The film focuses on the relationship between Mary Anning and Charlotte Murchison. The two historical figures knew each other in real life and were both palaeontologist during a time in history in which there was no place in science for women. However, Francis Lee consciously decided to paint a different picture and, rather than portraying a friendship born out of the same interest for fossils and prehistory, he brings to the screen a love affair during the Victorian era, between two women trying to carve a place in the world for themselves.

As much as one could try and only focus on what was left out with this film, It is quite impossible not to find beauty and perfection in Ammonite.

Francis Lee’s directing style is sharp but at the same time delicate.
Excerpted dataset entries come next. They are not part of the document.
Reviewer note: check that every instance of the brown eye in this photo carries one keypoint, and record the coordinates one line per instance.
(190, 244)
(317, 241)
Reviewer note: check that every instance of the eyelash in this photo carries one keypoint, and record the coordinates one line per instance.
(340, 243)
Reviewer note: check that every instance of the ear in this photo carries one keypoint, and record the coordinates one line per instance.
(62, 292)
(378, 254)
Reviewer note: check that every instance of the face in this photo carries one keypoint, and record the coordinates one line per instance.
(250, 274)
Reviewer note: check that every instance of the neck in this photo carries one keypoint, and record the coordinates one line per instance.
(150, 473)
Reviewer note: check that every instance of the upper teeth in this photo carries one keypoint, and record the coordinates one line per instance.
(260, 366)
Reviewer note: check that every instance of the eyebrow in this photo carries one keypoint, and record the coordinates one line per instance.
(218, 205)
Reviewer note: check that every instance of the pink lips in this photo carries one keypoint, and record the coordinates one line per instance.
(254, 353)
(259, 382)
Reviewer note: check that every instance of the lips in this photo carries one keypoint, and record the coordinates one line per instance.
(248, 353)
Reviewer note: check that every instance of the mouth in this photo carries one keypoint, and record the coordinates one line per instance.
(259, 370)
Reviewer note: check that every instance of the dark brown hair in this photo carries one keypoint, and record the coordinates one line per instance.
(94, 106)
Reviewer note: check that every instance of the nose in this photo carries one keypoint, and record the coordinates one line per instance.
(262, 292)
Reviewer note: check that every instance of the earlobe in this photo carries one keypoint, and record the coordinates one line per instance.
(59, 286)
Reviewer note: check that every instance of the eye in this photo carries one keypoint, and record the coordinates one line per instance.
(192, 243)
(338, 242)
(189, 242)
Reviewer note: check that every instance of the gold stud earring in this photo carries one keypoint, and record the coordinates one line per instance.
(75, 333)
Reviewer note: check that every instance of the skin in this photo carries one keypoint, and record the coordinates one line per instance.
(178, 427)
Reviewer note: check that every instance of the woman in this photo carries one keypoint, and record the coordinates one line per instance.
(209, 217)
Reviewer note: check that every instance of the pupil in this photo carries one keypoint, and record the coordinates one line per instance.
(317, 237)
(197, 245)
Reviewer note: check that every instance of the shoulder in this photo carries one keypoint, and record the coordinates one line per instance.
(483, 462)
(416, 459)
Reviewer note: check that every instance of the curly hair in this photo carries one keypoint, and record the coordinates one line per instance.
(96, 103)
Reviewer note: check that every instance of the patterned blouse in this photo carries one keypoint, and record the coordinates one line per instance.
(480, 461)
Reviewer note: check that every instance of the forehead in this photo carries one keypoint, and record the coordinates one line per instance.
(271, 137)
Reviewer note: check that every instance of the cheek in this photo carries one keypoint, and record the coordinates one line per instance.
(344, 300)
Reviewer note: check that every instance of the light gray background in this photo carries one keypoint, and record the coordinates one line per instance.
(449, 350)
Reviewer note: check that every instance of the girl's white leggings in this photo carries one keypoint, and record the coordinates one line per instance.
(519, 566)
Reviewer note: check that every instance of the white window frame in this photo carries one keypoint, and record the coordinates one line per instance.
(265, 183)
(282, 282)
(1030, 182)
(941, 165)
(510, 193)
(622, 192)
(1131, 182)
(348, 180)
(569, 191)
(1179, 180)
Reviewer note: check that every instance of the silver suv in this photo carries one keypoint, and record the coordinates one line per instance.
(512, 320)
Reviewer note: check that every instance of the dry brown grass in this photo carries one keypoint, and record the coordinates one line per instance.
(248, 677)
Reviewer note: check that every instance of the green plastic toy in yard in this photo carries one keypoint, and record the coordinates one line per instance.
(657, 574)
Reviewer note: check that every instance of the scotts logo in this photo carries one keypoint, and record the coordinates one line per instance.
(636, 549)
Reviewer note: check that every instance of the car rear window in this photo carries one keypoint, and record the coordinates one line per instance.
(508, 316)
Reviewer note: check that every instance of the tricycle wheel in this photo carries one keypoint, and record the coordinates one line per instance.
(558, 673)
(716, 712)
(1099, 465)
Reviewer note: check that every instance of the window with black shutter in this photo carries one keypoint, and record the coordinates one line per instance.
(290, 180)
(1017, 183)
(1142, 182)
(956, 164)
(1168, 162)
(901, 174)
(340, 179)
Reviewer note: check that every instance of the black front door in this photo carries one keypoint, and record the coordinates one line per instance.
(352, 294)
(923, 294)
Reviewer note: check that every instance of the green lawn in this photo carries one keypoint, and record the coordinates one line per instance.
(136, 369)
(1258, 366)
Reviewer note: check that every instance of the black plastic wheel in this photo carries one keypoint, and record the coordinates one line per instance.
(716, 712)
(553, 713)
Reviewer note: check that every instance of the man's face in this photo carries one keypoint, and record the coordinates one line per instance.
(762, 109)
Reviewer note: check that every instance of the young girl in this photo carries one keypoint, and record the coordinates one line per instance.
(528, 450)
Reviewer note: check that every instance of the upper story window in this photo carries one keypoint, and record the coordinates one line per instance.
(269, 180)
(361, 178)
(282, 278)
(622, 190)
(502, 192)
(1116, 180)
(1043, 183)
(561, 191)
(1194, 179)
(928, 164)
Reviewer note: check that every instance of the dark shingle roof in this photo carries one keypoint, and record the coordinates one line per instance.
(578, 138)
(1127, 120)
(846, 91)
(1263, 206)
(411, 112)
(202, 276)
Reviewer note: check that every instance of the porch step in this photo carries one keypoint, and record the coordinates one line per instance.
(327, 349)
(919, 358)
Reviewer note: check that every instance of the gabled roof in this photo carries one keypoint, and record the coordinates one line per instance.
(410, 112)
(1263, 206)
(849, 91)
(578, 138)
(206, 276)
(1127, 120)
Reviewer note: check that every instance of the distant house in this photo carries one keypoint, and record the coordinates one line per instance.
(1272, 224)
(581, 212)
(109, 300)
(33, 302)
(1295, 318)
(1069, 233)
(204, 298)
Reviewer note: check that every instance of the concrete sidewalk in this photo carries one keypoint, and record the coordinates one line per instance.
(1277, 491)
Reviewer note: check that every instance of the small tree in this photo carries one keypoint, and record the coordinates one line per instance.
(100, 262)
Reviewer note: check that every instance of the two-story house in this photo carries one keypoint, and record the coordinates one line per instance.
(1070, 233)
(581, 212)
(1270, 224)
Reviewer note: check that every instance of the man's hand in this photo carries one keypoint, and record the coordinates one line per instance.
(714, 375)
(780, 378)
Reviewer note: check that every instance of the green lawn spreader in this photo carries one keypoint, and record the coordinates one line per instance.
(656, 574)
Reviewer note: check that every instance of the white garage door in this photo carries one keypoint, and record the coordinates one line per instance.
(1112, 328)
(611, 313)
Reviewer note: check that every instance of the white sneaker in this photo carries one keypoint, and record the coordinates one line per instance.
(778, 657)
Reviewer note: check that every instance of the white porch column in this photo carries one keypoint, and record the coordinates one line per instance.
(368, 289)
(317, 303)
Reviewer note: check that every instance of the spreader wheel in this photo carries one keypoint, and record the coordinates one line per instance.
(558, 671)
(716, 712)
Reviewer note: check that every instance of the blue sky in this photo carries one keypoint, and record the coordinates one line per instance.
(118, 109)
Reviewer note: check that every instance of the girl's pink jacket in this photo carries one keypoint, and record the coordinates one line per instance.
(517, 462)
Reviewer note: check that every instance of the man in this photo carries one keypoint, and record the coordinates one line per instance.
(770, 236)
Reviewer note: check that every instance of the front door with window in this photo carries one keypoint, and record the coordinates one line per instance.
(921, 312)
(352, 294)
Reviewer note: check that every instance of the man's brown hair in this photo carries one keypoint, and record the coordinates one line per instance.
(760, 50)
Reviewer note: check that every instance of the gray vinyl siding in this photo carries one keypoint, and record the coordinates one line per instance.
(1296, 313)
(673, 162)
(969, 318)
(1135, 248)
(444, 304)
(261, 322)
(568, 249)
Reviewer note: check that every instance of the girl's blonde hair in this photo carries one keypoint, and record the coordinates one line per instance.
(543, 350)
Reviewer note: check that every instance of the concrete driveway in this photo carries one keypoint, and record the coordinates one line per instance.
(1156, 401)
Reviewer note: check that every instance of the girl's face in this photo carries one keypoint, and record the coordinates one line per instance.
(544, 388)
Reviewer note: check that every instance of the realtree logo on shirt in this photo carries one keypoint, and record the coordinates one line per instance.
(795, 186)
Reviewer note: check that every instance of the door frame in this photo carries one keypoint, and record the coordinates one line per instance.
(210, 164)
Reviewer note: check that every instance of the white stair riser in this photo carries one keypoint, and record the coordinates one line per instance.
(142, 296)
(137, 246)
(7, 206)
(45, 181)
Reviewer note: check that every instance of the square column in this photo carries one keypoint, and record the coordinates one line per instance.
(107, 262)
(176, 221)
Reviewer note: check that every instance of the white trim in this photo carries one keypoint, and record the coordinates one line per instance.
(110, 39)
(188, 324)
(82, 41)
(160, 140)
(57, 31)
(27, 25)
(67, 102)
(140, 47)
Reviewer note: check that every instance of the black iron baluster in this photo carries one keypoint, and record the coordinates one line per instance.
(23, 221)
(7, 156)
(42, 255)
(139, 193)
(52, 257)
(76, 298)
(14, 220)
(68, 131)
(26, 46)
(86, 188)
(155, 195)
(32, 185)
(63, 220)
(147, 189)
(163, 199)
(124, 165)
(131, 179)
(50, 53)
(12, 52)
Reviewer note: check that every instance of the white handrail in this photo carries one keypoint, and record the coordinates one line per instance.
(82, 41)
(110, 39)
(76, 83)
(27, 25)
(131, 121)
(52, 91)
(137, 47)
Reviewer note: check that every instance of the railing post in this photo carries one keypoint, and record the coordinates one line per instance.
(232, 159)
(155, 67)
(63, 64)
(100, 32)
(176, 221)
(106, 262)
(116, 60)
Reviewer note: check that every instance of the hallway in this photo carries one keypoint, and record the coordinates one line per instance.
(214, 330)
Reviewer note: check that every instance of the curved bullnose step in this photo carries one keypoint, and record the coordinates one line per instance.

His camera is capable of often capturing small scenes which carry powerful meaning, especially when focusing on the actors’ faces and capturing their emotions. In his work each tiny detail, like hand-holding or careful and methodic gestures, become important to understand the characters and what they are going through.

The scenography is also a visual representation of the main protagonists’ mood and feelings. Whatever Mary and Charlotte are facing, their surroundings rapidly change between dark and gloomy or sunny and hopeful.

As I said before, Ammonite is a film filled with poignant moments and each and every single one of them is made more powerful by the performances carried out by Winslet and Ronan sharing the spotlight together.

Both actresses portray their characters with true commitment. Winslet’s Anning is a quiet but at the same time independent woman. Someone who prefers to spend time looking for fossils rather than people. It is clear that she is a person who was emotionally scarred before, however her work has become her life. Although she is aware that she will never be praised or recognised for her efforts, she doesn’t lose her passion for her work as well as her awareness and her remarkable talent in finding fossils.

Ronan blossoms on the screen and feeds off Winslet’s talent. Her character, Charlotte Murchison, starts off like a withered flower, a shell of herself. However, the more her relationship with Mary evolves, the more she reveals her nature as a curious, inquisitive woman.

It is thanks to both of them that Ammonite is a film that is worth watching. Their chemistry also flourishes slowly until if finally explodes and propels the story forward bringing to the screen a delicate and passionate depiction of forbidden love in the 19th century.

The only downside of the artistic decision of fictionalising Anning’s romantic life is the fact that, by focusing on this illicit, almost out of its time love story between two real friends, Mary Anning’s life story and her important contribution to palaeontology and geology gets lost in the romantic folds of a powerful relationship.

The unjust faith that Anning had to suffer through her whole life as a scientist living in a moment in history where women didn’t have any say outside of their household, is almost untold if only for little glimpses through the movie.

For all its intent and purposes Ammonite doesn’t pretend to be a biopic, but rather a meaningful story about love in its purest form. However it feels like Mary Anning’s story is still left unsaid and the credit for her scientific work still not recognised.